Dans un mois, dans un an
de Françoise Sagan
3,5/5selon la rédaction
3,9/5 sur Amazon, 81 évaluations, relevé en septembre 2026
Un roman de mœurs élégant et cruel, porté par une analyse fine des désirs, mais parfois retenu par sa distance affective.
En bref
Dans un milieu parisien aisé, plusieurs hommes et femmes se croisent, s’aiment, se délaissent et tentent de maintenir des équilibres fragiles.
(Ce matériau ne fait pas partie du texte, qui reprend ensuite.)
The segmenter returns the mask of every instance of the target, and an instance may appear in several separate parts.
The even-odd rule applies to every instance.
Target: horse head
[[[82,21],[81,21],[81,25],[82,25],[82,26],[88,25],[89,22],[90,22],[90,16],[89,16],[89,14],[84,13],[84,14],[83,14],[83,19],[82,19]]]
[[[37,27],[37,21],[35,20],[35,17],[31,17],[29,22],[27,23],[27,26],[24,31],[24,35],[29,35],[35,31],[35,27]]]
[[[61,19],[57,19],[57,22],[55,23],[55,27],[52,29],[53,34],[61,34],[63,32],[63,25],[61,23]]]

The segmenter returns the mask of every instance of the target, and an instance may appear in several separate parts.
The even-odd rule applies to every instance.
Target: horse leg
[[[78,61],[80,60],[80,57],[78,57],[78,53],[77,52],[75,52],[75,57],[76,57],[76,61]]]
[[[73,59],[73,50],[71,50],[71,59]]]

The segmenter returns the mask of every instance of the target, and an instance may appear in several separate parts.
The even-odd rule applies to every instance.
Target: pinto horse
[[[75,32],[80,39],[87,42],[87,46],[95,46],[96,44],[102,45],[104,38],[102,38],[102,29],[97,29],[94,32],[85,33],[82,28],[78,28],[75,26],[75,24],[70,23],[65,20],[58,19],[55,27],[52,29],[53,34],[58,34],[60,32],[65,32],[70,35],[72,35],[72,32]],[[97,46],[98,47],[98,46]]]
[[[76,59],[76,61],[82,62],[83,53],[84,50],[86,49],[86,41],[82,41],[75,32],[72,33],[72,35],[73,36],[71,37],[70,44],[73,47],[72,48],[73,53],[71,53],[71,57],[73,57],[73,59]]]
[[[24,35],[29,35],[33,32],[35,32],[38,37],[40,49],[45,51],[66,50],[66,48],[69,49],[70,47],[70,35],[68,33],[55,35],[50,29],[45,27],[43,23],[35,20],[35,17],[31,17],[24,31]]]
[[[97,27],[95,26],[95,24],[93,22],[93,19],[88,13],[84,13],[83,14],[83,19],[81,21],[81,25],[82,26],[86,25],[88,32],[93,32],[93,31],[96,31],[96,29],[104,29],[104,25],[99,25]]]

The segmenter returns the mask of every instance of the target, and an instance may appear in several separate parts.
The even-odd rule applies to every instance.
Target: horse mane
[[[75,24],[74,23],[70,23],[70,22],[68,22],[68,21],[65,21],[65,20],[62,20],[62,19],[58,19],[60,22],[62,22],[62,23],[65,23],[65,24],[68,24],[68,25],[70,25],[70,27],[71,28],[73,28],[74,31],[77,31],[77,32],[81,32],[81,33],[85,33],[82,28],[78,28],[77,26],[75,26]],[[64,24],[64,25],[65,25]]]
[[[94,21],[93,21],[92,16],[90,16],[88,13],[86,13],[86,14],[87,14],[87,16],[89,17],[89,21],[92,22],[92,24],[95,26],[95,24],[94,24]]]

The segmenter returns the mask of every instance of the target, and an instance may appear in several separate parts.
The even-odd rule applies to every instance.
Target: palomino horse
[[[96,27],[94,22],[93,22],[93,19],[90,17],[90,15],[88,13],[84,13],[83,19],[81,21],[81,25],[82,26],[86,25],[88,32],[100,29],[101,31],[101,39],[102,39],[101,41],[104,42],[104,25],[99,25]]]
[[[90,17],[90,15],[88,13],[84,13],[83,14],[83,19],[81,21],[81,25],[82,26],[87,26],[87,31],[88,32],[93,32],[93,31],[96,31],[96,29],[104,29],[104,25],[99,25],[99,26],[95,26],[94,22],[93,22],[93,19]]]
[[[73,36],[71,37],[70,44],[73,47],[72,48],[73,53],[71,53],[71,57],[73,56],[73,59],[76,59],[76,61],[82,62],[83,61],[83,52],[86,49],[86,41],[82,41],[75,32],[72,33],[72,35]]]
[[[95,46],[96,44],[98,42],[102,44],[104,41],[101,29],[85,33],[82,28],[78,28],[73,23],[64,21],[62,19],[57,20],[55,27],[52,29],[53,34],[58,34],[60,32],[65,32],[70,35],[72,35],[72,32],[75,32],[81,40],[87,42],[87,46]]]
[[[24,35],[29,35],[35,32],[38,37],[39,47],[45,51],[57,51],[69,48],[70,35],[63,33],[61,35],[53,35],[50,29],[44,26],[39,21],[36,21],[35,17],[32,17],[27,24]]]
Les sentiments circulent plus vite que les décisions, tandis que chacun mesure ce qu’il peut attendre des autres. Françoise Sagan observe ces relations avec une ironie discrète et une grande attention aux non-dits. Le roman privilégie l’analyse psychologique, les dialogues et les variations du désir plutôt qu’une intrigue fortement dramatique.
À propos du livre
Le livre s’intéresse moins à la formation d’un couple qu’aux mouvements d’un groupe : attirances, fidélités incertaines, jalousies et renoncements. Les personnages disposent de temps, d’argent et d’une liberté sociale qui ne les rendent pas plus heureux. Cette aisance permet surtout à Sagan d’examiner une forme de désarroi moderne, où l’on souffre moins du manque que de l’impossibilité de fixer durablement ses choix.
La construction repose sur les relations croisées et sur une progression principalement intérieure. Les conversations, les silences et les gestes mondains ont souvent plus de poids que les événements eux-mêmes. L’écriture est nette, souple et volontairement dépouillée. Sagan évite les longues explications psychologiques : elle laisse les comportements et les répliques révéler la mauvaise foi, la lucidité ou la fragilité de ses personnages.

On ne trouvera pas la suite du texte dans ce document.